Be it enacted by the General Assembly of the State of South Carolina:
SECTION 1. The 1976 Code is amended by adding:
"Section 38-71-325. On the effective date of this section, in
addition to any other requirements of law, no new individual major
medical expense coverage policy, as defined in regulations promulgated
by the Commissioner, may be approved unless:
(1) Premium rates, after appropriate allowance for the actuarial value
of the difference in benefits, for any such policy form first issued and
used by the insurer in South Carolina within the two-year period
immediately prior to the effective date of this section and any such
policy form first issued after the effective date of this section do not
exceed the premium rates for any other such policy form first issued
during this period by more than thirty percent;
(2) The actuarial value of the difference in benefits set out in such
policy forms of the insurer, as specified in an opinion by a qualified
actuary or other qualified person acceptable to the Commissioner, is
reported not less often than once a year to the Commissioner and used
in demonstrating compliance with item (1) above; and
(3) The insurer files a loss ratio guarantee in accordance with the
procedures specified in Section 38-71-310(E) with those changes as may
be necessary. The loss ratio for the combined experience for all such
policy forms specified in item (1) must be equivalent to or greater than
the most recent loss ratios detailed within the National Association of
Insurance Commissioner's `Guidelines for Filing of Rates for Individual
Health Insurance Forms' or successor publications. The anticipated
(target) loss ratio for the combined experience is defined as the average
anticipated (target) loss ratio for all such policy forms included in the
combined experience weighted by premium volume.
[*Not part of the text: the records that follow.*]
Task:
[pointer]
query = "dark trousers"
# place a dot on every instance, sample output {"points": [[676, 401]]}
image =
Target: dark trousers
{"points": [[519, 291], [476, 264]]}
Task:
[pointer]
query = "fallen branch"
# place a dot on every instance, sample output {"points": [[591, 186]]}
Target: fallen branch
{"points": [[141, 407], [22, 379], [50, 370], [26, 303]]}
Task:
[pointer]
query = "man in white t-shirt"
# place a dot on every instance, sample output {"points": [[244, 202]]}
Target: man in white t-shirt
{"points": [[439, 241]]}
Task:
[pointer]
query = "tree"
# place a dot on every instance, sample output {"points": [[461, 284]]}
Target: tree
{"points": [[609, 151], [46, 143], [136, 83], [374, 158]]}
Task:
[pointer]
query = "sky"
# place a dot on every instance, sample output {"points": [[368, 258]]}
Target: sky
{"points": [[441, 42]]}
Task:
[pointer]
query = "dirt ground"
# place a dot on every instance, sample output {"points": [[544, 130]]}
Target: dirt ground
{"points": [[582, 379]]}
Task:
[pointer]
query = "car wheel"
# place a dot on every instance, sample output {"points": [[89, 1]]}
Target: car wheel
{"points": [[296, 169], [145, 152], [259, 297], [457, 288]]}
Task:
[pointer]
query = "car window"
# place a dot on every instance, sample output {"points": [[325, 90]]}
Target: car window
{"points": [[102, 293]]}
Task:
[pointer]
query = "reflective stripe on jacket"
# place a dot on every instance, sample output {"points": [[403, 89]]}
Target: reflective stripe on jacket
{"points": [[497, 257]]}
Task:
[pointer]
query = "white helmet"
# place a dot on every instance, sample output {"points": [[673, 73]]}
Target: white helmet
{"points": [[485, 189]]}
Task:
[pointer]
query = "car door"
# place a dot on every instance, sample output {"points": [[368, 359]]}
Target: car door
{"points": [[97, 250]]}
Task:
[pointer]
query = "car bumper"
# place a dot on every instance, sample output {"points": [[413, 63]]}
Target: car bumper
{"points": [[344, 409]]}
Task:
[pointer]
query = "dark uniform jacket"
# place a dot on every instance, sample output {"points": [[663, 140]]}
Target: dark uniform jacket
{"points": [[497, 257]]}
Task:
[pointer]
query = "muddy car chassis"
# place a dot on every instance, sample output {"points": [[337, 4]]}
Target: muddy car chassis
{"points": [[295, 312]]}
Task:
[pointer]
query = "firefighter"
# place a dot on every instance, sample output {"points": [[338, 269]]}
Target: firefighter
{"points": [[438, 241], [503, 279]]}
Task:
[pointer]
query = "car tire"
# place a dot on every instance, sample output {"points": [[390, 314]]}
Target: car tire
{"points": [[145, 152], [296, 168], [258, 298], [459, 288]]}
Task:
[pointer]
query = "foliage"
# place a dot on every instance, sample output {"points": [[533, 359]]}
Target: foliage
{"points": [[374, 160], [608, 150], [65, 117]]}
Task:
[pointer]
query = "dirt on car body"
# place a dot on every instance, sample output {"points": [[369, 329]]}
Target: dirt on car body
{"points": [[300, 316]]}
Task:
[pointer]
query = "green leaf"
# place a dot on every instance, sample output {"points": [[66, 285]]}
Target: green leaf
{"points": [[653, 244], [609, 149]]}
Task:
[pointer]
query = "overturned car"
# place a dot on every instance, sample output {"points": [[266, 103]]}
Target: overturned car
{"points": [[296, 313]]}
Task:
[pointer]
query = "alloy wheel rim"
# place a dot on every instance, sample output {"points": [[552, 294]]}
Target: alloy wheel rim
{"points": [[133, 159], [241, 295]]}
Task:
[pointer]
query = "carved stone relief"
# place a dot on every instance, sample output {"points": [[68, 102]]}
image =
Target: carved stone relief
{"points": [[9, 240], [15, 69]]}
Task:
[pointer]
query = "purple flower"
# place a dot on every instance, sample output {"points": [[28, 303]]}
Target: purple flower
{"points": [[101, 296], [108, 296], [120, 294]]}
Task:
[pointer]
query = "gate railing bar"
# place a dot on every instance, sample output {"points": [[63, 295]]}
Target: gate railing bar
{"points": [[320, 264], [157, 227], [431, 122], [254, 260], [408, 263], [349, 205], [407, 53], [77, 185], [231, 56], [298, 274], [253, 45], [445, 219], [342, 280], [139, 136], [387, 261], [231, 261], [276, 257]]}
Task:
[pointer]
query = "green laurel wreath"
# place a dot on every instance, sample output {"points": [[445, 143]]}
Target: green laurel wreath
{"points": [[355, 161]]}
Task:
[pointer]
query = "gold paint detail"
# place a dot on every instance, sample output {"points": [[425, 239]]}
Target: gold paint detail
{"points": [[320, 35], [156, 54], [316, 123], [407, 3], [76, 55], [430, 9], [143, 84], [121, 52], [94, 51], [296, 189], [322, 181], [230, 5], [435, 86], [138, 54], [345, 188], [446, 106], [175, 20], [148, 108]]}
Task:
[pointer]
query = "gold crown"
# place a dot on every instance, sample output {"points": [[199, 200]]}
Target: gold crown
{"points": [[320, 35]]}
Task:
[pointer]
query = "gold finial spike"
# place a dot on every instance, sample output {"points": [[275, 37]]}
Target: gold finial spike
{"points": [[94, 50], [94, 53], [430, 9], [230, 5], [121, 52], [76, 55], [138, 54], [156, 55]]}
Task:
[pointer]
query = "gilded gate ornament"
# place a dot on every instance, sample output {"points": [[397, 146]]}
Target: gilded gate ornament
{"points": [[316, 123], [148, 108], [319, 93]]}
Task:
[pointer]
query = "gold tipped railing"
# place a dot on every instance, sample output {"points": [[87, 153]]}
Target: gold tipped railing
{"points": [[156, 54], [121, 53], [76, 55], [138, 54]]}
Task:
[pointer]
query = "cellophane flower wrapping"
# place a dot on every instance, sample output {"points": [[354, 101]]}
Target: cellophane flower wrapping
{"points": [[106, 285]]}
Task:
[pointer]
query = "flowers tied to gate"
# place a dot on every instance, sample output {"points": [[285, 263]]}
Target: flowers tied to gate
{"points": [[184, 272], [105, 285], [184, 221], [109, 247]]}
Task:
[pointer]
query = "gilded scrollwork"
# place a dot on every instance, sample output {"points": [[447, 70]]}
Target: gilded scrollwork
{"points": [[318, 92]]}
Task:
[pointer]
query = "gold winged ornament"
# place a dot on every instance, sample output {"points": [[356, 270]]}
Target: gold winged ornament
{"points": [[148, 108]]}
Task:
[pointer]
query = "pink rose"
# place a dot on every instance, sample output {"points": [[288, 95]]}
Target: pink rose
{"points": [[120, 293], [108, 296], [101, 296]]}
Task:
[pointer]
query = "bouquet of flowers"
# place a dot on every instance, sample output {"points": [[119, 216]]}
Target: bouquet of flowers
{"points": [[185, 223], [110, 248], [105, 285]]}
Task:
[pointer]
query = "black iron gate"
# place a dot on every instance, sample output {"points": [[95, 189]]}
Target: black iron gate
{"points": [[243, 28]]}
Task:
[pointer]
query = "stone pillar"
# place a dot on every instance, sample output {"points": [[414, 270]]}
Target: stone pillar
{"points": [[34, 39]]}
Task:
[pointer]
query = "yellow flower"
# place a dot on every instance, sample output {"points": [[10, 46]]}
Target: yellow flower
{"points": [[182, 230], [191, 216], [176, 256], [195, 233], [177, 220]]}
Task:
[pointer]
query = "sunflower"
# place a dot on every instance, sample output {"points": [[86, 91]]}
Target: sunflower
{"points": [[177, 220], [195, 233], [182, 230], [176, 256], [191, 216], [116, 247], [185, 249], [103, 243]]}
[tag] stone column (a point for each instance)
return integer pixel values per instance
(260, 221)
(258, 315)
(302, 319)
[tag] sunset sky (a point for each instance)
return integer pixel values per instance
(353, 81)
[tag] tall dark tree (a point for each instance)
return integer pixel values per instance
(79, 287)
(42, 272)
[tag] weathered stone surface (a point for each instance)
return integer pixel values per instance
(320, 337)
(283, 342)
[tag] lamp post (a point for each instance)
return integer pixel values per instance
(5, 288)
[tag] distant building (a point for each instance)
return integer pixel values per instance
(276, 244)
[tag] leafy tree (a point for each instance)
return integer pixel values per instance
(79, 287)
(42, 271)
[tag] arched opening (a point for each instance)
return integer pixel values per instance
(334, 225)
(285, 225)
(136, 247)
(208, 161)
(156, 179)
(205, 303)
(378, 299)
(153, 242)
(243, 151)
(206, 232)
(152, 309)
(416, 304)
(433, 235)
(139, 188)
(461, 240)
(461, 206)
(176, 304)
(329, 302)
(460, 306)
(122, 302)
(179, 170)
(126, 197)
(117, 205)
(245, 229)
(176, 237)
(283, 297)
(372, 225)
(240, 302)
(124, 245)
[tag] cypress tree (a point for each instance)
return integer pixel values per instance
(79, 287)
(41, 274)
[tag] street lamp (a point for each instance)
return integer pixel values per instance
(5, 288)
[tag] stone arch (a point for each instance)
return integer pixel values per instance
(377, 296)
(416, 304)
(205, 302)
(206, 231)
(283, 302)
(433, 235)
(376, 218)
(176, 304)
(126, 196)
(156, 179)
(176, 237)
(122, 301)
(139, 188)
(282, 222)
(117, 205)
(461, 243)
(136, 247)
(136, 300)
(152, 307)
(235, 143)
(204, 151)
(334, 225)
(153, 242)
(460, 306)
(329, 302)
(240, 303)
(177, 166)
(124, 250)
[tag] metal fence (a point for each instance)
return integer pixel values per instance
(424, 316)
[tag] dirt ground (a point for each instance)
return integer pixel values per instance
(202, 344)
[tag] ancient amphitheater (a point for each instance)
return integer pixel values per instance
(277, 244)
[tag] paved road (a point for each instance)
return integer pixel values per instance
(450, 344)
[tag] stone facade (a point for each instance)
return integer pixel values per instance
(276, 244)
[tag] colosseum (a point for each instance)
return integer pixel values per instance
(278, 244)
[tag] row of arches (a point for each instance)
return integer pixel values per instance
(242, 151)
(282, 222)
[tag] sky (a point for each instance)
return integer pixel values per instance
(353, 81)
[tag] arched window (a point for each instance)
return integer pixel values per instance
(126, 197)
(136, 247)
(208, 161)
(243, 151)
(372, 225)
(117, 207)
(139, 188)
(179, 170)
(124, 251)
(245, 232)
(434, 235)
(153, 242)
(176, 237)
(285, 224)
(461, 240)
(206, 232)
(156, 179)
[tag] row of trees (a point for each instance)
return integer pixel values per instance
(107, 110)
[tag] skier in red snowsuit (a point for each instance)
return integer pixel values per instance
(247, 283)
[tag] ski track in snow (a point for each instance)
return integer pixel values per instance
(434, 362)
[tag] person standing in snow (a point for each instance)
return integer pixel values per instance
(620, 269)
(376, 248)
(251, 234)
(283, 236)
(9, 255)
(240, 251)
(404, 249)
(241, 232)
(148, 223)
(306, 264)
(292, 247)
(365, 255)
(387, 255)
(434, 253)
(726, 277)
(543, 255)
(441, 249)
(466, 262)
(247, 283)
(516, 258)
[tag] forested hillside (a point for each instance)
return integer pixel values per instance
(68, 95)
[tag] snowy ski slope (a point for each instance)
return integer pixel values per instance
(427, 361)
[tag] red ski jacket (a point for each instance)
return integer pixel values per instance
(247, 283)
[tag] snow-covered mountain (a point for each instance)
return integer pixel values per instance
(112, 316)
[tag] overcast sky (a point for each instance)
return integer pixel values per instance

The initial policy form proposed to be used by a domestic insurer
after its organization under the laws of this State and the initial policy
form proposed to be used by a foreign insurer after authorization by the
Commissioner to do business in this State may be disapproved by the
Commissioner if he determines that the rates proposed to be used with
the policy form are set at a level substantially less than rates charged by
other insurers in this State offering comparable coverage.
Nothing contained in this section may be construed to prevent the use
of age, sex, area, industry, occupational, and avocational factors or to
prevent the use of different rates for smokers and nonsmokers or for any
other habit or habits of an insured person which have a statistically
proven effect on the health of the person and are approved by the
Commissioner. Also, nothing contained in this section shall preclude
the establishment of a substandard classification based upon the health
condition of the insured, but the initial classification may not be changed
adversely to the applicant after initial issue.
The Commissioner has the right, upon application by any insurer, to
grant relief, for good cause shown, from any requirement of this
section."
SECTION 2. This act takes effect upon approval by the Governor.